Now finally having a sense of belonging and groundedness, I really feel I want to stay here for a long time to come. However that sense of belonging and being at home is not about a geographical place. Feeling at home is something that happens on the inside and is reflected in my environment and the people around me. And starting to feel at home in myself and in my life; I am starting to recognise myself, I am starting to get to know myself and what makes me tick and I am starting to be accepting of that and …. even love and like what I see.
So in taking that big risk we have taken a step towards living our passion. And even though the changes have been at times uncomfortable and unpredictable, we both now live a life that is more authentic and gives us more time for our family, for doing things we value and more time for each other. Personally, I feel more relaxed and peaceful within myself, each day coming more home to myself and my life.

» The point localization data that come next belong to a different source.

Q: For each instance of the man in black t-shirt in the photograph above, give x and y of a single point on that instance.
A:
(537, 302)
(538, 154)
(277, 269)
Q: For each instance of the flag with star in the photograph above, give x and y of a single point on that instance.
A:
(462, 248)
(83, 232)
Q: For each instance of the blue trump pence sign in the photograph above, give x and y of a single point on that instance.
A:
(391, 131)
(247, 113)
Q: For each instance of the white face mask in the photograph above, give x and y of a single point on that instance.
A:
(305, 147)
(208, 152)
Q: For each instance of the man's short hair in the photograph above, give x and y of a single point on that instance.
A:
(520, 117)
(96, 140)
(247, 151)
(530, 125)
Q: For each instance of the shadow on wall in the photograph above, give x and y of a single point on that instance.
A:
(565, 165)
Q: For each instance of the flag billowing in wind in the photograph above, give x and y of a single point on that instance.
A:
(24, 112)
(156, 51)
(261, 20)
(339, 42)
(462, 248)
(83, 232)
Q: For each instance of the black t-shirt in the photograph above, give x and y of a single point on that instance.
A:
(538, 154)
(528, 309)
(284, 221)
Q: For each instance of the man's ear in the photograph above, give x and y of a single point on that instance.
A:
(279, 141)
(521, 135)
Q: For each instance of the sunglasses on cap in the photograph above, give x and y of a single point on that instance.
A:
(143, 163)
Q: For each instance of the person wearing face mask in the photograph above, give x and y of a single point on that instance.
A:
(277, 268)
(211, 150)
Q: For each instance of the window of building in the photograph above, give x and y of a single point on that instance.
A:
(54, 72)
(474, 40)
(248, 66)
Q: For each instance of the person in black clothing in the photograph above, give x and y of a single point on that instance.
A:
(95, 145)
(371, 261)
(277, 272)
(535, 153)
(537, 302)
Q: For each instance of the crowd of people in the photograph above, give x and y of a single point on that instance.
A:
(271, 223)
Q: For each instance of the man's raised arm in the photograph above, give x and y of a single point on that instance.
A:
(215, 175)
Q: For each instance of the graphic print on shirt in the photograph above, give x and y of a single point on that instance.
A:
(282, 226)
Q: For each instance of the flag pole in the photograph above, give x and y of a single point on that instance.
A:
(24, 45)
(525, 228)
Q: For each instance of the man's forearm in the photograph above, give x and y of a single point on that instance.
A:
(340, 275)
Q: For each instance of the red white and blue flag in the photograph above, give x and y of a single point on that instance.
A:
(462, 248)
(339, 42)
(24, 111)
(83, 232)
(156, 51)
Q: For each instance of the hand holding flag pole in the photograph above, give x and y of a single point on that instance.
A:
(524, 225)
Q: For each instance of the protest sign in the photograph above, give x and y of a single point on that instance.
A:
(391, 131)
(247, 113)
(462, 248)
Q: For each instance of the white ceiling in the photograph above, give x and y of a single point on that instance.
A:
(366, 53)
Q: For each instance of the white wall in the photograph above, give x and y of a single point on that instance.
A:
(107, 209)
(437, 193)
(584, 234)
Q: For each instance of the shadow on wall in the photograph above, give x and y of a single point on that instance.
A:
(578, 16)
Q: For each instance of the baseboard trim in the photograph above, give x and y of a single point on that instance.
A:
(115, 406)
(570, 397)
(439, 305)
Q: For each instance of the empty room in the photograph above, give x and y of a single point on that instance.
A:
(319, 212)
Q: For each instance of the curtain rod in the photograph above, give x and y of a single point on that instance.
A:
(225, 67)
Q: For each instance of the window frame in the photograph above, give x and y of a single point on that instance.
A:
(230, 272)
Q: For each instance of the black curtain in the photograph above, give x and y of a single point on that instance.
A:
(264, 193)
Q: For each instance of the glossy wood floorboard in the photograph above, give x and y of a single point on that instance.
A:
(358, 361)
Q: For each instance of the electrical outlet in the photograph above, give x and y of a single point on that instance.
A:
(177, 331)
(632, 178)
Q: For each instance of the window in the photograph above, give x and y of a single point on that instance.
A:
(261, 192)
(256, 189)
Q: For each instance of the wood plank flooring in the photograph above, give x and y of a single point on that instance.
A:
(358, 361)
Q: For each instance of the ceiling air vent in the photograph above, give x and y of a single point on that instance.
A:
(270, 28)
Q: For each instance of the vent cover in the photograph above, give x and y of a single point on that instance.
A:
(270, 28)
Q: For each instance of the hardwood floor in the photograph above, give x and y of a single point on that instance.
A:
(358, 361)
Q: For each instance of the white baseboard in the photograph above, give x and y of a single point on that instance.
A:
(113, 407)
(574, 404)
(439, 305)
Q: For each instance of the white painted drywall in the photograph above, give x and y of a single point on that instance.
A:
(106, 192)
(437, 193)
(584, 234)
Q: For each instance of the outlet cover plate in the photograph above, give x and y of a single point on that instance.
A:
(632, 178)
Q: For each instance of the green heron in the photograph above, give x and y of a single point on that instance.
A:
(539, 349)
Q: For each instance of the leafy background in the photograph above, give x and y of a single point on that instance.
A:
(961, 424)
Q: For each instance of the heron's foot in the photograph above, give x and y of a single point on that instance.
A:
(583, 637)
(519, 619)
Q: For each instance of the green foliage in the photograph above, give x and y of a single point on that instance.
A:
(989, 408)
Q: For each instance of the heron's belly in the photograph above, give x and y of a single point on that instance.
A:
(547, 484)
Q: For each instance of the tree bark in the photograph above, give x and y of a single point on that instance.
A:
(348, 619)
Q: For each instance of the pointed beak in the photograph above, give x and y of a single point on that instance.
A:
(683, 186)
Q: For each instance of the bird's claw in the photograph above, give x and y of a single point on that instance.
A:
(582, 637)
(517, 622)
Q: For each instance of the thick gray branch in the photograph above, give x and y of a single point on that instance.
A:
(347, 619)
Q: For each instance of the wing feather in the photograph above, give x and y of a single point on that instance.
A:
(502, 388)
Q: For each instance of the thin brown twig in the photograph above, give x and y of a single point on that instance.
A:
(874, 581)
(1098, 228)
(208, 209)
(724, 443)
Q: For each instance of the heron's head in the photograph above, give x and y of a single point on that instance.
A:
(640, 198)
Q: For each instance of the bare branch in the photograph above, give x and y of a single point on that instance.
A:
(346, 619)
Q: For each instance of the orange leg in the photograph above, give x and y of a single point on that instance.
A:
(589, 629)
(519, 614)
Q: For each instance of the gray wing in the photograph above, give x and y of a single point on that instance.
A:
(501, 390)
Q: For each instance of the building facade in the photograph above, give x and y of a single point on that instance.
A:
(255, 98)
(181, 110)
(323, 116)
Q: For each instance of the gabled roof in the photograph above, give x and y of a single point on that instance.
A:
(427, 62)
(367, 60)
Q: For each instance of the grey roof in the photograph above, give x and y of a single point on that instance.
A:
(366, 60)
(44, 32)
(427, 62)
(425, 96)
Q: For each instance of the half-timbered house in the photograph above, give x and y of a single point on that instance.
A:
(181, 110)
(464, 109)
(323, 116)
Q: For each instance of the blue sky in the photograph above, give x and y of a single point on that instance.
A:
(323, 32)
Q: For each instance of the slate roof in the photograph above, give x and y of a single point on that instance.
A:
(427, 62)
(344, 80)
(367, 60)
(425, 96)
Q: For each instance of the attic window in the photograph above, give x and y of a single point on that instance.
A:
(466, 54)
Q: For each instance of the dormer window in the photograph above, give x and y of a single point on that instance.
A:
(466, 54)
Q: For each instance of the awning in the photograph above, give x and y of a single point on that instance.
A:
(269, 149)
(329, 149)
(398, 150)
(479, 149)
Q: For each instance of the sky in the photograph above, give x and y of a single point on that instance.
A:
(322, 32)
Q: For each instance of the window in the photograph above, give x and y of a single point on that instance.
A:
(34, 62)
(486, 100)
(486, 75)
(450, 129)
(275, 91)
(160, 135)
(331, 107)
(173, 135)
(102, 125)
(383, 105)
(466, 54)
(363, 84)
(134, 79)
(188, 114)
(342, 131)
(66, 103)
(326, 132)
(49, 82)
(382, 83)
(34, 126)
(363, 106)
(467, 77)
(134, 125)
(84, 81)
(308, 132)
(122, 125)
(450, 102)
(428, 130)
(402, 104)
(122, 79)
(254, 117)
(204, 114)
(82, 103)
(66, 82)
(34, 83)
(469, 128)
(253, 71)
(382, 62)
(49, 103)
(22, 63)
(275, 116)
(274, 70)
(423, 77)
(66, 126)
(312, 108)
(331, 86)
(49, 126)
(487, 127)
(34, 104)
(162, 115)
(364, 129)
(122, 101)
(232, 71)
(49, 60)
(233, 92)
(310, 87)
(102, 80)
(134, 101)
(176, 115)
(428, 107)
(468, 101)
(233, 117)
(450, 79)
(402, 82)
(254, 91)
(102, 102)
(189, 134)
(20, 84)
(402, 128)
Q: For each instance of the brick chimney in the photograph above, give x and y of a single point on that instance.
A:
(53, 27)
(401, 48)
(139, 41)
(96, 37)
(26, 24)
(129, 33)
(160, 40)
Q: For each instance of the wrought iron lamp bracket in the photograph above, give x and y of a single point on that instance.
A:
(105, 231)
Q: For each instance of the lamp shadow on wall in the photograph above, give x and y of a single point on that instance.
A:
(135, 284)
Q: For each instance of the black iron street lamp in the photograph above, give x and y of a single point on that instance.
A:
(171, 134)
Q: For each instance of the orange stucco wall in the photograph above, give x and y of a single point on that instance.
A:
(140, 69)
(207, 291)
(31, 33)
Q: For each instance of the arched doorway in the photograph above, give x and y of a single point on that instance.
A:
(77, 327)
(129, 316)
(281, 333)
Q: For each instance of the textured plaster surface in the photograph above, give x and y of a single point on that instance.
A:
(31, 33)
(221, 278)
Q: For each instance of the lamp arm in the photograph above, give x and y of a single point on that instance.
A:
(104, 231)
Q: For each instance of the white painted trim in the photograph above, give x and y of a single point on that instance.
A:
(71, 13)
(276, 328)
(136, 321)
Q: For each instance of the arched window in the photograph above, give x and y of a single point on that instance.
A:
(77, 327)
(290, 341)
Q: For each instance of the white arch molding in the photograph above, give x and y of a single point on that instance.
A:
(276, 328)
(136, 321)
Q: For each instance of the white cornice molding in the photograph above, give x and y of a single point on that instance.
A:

Living your passion is about knowing what drives you, from a place deep down inside you and taking the risk of living that drive. Those deep values at the core of that drive will inform your beliefs and actions. So when you take the risk of change, it is not your values that change, but your beliefs about who you are and what is possible. When you go to a new country, you need a new language to interact with your environment. If you never go to that metaphorical ‘new country’, you might not realise there are other languages. Passion is the feeling of wanting to manifest your deepest values, that longing you feel to bring something precious from within you to the surface to enable to reveal it and share it with the world. Living your Passion demands you get to know yourself and the world over and over again.